Department of Computer Science, Duke University, Durham, North Carolina 27708, USA.
Genome Res. 2009 Nov;19(11):2090-100. doi: 10.1101/gr.094144.109. Epub 2009 Aug 3.
Transcriptional regulation is largely enacted by transcription factors (TFs) binding DNA. Large numbers of TF binding motifs have been revealed by ChIP-chip experiments followed by computational DNA motif discovery. However, the success of motif discovery algorithms has been limited when applied to sequences bound in vivo (such as those identified by ChIP-chip) because the observed TF-DNA interactions are not necessarily direct: Some TFs predominantly associate with DNA indirectly through protein partners, while others exhibit both direct and indirect binding. Here, we present the first method for distinguishing between direct and indirect TF-DNA interactions, integrating in vivo TF binding data, in vivo nucleosome occupancy data, and motifs from in vitro protein binding microarray experiments.
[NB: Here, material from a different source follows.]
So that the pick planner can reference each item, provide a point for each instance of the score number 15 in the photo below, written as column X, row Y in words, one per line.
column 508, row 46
When applied to yeast ChIP-chip data, our method reveals that only 48% of the data sets can be readily explained by direct binding of the profiled TF, while 16% can be explained by indirect DNA binding. In the remaining 36%, none of the motifs used in our analysis was able to explain the ChIP-chip data, either because the data were too noisy or because the set of motifs was incomplete. As more in vitro TF DNA binding motifs become available, our method could be used to build a complete catalog of direct and indirect TF-DNA interactions. Our method is not restricted to yeast or to ChIP-chip data, but can be applied in any system for which both in vivo binding data and in vitro DNA binding motifs are available.
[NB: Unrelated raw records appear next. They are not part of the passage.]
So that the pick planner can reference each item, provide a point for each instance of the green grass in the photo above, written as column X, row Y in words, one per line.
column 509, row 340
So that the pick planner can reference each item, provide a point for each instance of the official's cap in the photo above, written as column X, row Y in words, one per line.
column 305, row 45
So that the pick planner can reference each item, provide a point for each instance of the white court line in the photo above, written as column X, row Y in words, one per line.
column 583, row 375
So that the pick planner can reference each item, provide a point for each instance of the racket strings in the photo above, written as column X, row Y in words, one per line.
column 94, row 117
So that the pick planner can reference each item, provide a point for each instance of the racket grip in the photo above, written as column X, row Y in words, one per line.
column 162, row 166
转录调控在很大程度上是通过转录因子(TFs)与 DNA 结合来实现的。大量的 TF 结合基序已经通过 ChIP-chip 实验和随后的计算 DNA 基序发现揭示出来。然而,当将 motif 发现算法应用于体内结合的序列(如 ChIP-chip 鉴定的序列)时,其成功受到了限制,因为观察到的 TF-DNA 相互作用不一定是直接的:一些 TF 主要通过蛋白质伴侣间接与 DNA 结合,而另一些 TF 则同时表现出直接和间接结合。在这里,我们提出了一种区分直接和间接 TF-DNA 相互作用的方法,该方法整合了体内 TF 结合数据、体内核小体占据数据和来自体外蛋白质结合微阵列实验的基序。当应用于酵母 ChIP-chip 数据时,我们的方法表明,只有 48%的数据集可以通过所分析的 TF 的直接结合来很好地解释,而 16%可以通过间接 DNA 结合来解释。在其余的 36%中,我们分析中使用的没有一个基序能够解释 ChIP-chip 数据,要么是因为数据太嘈杂,要么是因为基序集不完整。随着更多体外 TF-DNA 结合基序的出现,我们的方法可以用来构建直接和间接 TF-DNA 相互作用的完整目录。我们的方法不仅限于酵母或 ChIP-chip 数据,而是可以应用于任何具有体内结合数据和体外 DNA 结合基序的系统。